Artem SAVART
Un Russe en Ukraine

Et ça continue…

Plus de 24 heures sans électricité. Le choque est presque le même que celui des premiers instants de la guerre. Une réalité nouvelle.

Si j’étais du genre à me plaindre, ça m’aurait embêté. Mais pendant ces dernières années à Odessa j’ai eu tellement de chance, tellement de plaisir, que même s’il n’y a plus d’électricité du tout, j’aurai du mal à quitter cette ville.

Moi, qui me suis retrouvé sans aucun papier, illégale, un russe en Ukraine en pleine guerre, je préfère rester ici, quoi qu’il en coûte. Et il ne serait pas hypocrite de dire ça, parce que pour survivre, on peut se contenter de si peu, qu’on aurait honte de se plaindre à cause de ne pas pouvoir continuer son emploi du temps habituel, i on y réfléchissait bien honnêtement.

Ce qui compte vraiment, ce sont les gens. Des gens qui t’entourent et qui font que ta vie est la tienne. La tienne, qui est unique, comme chaque autre vie. Depuis la naissance jusqu’au trépas, et même après peut-être.

Moi ayant vécu en Russie presque toute ma vie, je comprends très bien les Ukrainiens, qui se disent d’aller jusqu’au bout, jusqu’au dernier centimètre de leur territoire, envahi, mais bientôt, je l’espère et j’y crois, libéré.
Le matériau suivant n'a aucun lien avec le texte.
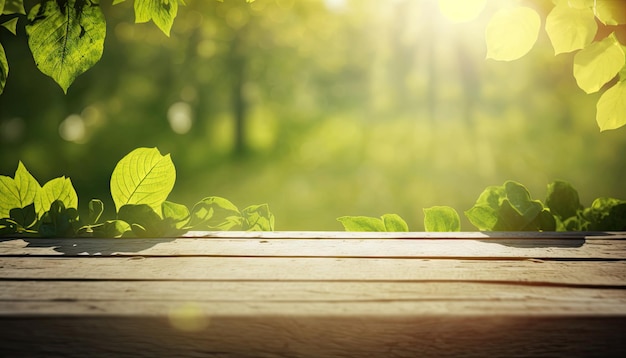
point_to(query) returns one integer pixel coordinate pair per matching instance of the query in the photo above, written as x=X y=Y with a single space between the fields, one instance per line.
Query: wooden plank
x=400 y=248
x=322 y=336
x=611 y=273
x=474 y=235
x=250 y=298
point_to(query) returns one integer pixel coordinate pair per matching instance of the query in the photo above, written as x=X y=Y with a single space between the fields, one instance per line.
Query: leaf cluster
x=572 y=26
x=509 y=207
x=140 y=185
x=66 y=38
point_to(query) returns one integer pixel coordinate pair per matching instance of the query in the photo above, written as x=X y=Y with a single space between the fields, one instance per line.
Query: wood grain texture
x=316 y=294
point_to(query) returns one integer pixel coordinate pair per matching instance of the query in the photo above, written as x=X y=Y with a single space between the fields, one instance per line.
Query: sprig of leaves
x=140 y=185
x=509 y=207
x=571 y=26
x=66 y=37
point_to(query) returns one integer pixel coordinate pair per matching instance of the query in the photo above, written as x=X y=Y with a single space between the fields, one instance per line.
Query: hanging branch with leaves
x=572 y=26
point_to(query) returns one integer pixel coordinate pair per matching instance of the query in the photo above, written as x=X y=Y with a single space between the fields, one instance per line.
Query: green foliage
x=598 y=63
x=161 y=12
x=571 y=26
x=509 y=207
x=66 y=38
x=144 y=176
x=611 y=108
x=387 y=222
x=17 y=192
x=4 y=69
x=441 y=219
x=140 y=185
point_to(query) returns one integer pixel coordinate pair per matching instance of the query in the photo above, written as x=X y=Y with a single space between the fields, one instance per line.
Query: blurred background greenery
x=320 y=108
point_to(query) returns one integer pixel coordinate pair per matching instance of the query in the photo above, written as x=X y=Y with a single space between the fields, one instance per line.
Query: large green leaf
x=562 y=199
x=143 y=176
x=11 y=25
x=509 y=207
x=570 y=29
x=611 y=12
x=212 y=213
x=12 y=7
x=611 y=107
x=58 y=189
x=394 y=223
x=66 y=38
x=598 y=63
x=258 y=218
x=441 y=219
x=4 y=69
x=362 y=223
x=17 y=192
x=511 y=33
x=161 y=12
Parce qu’il ne s’agit pas de la terre pour eux, il s’agit de la vie des gens. De leur liberté, de leurs valeurs, qui sont aussi bien européennes, que ces gens ne peuvent pas exercer tant qu’ils sont occupés par ce régime non voulu. Ce régime, pour lequel la vie des gens ne représente rien, absolument rien.

Alors, ils peuvent détruire tout ce qui est confort, chauffage, électricité, internet, nous remettre au moyen âge, ça ne les mènera à rien. On ne cédera pas. Parce qu’ici on vit pas dans une prison. Ici, la liberté, ça compte. Et sans liberté, surtout intérieure, il n’y a pas de vie : ce n’est qu’une existence.

Ça prendra encore du temps, bien sûr. Ça prendrait moins de temps et de vies, bien sûr, si le monde entier se réunissait pour de vrai, sans hésitation, contre ce petit égo impérialiste, qui se croit tout permis, mais le résultat est inévitable. L’Ukraine sera libéré.

Malheureusement, cela ne ressuscitera ceux qui ne sont plus parmi nous à cause de cette guerre. Ce qui nous impose, sans aucune contradiction de notre part, de bien profiter de chaque instant de notre vie. Peu importe, électricité ou pas. Au contraire : ça fait du bien, quand on s’occupe avec soin des casseroles en préparant son bain.